Et surtout, il y a les voitures, symbole chargé de la société de consommation, vitrine de l’homme moderne comme chacun sait qui se trouve ici écrabouillé pour offrir deux variantes opposées. D’un côté, elle permet à la ville de survivre grâce à des rituels archaïques de meurtre collectif digne de la meute et de la mort du père d’un Totem et Tabou de Freud (Ils tuèrent le père et le mangèrent). La ville est à cet égard jonché de cadavres de voitures, véritable cimetière d’éléphants modernes, autant de rappels diurnes des pires horreurs commises quand la nuit tombe. Et d’un autre côté, la ville subit la répression de « jeunes » qui conduisent des voitures transformées qui annoncent déjà Mad Max quelques 6 ans avant. Ces voitures possèdent un aspect de fantômes habités par la vengeance, simple retour du refoulé, pour continuer la comparaison avec Freud.

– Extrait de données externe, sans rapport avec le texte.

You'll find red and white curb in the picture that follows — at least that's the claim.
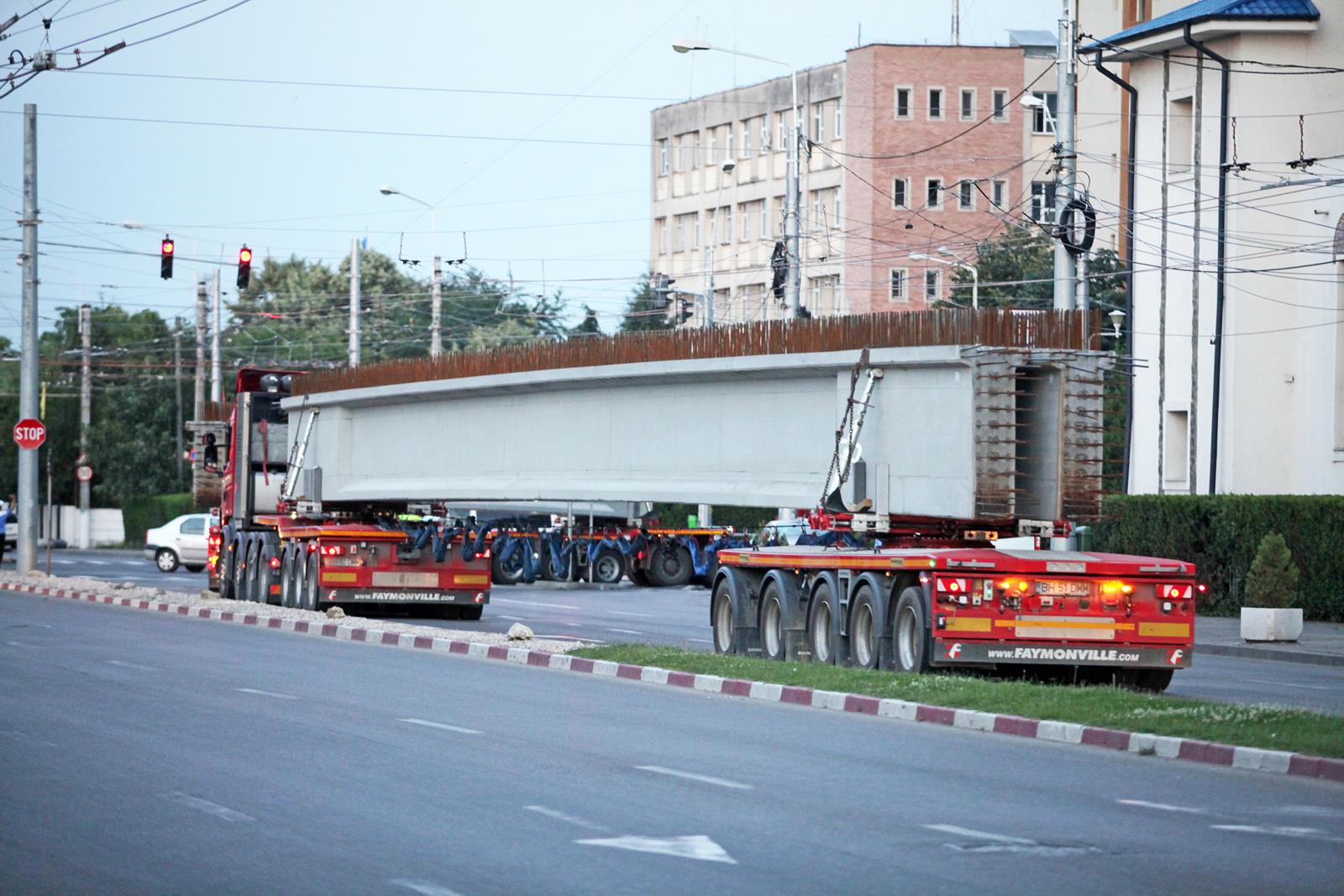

Humour noir, violence, étrangeté habitent un film totalement atypique et d’une grande liberté dans le ton et le sujet. Seule l’action serait un peu à déplorer. Peter Weir prend plaisir (et nous le partage) à décrire l’organisation de cette ville folle, avec son hôpital de fous, ses habitudes, etc et du coup, il laisse un peu trop en retrait l’action du film. Pour des films comme La dernière vague, Pique-nique à Hanging Rock ou bien encore Le plombier un tel retrait de l’action n’est pas gênant car l’ambiance est telle que l’action est secondaire. Mais ici, il n’y a pas vraiment d’ambiance « étrange », seuls les personnages le sont et tourner autour d’eux sans cesse devient au bout d’un moment lassant et pousse même les personnages dans le grotesque à mesure qu’on les saisit mieux. Laisser plus de place aux jeunes et leur folie à eux (très western à la Léone!) aurait pu mieux équilibrer le film.